Divorced dads surely hear this one a lot, but numerous dads mentioned this in response to the question. If your kids are going to believe the divorce wasn’t their fault, that will be much easier if they aren’t forced to experience bitter vindictiveness between you and their mom over and over when you talk about her or interact with her.

Although it’s extremely difficult, show respect for her—which is actually showing respect for your children. Say positive things about her and promote your kids’ relationship with her. Here’s some wisdom worth considering:

“In time and as the kids grow, they will learn certain truths without Dad ever having to be negative.”

“Eventually they will know the truth. You want to be the one who was always above board, supportive and honest.”

Hang in there, dads. Keep pursuing connections with your kids. Remember that they’ll be adults one day, sooner than you think, and what you do now can help create a strong relationship then.

What do you have to add to the discussion? It happens on our Facebook page.

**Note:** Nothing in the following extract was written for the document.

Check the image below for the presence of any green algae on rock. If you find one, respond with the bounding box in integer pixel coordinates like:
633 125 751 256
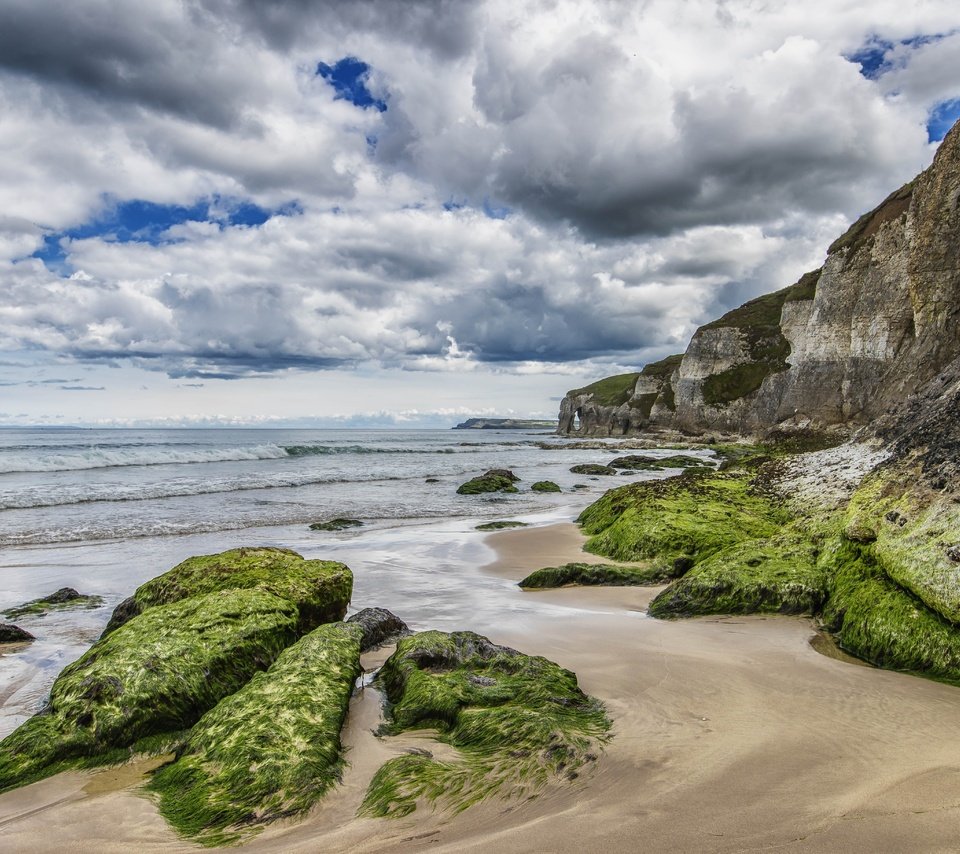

Questions for Reflection & Discussion:

  • How did you view your parents’ marriage and/or divorce as a child? What’s your perspective today on how it influenced you?
  • Does open communication come naturally for you? In what ways do you need to grow?
  • What conversations need to happen soon with your kids and/or their mom?
  • What do you wish you could do differently as a father? Would your kids benefit from hearing that from you?
  • Where would you place your children on a list of your priorities? Do your actions, decisions and daily schedule reflect that?
  • What changes can you make to better line up your priorities and your actions?
  • Divorced dads: Have you been able to get past bitterness toward your ex? If not, who can help you with that? If you have, who’s another dad you can help in this area?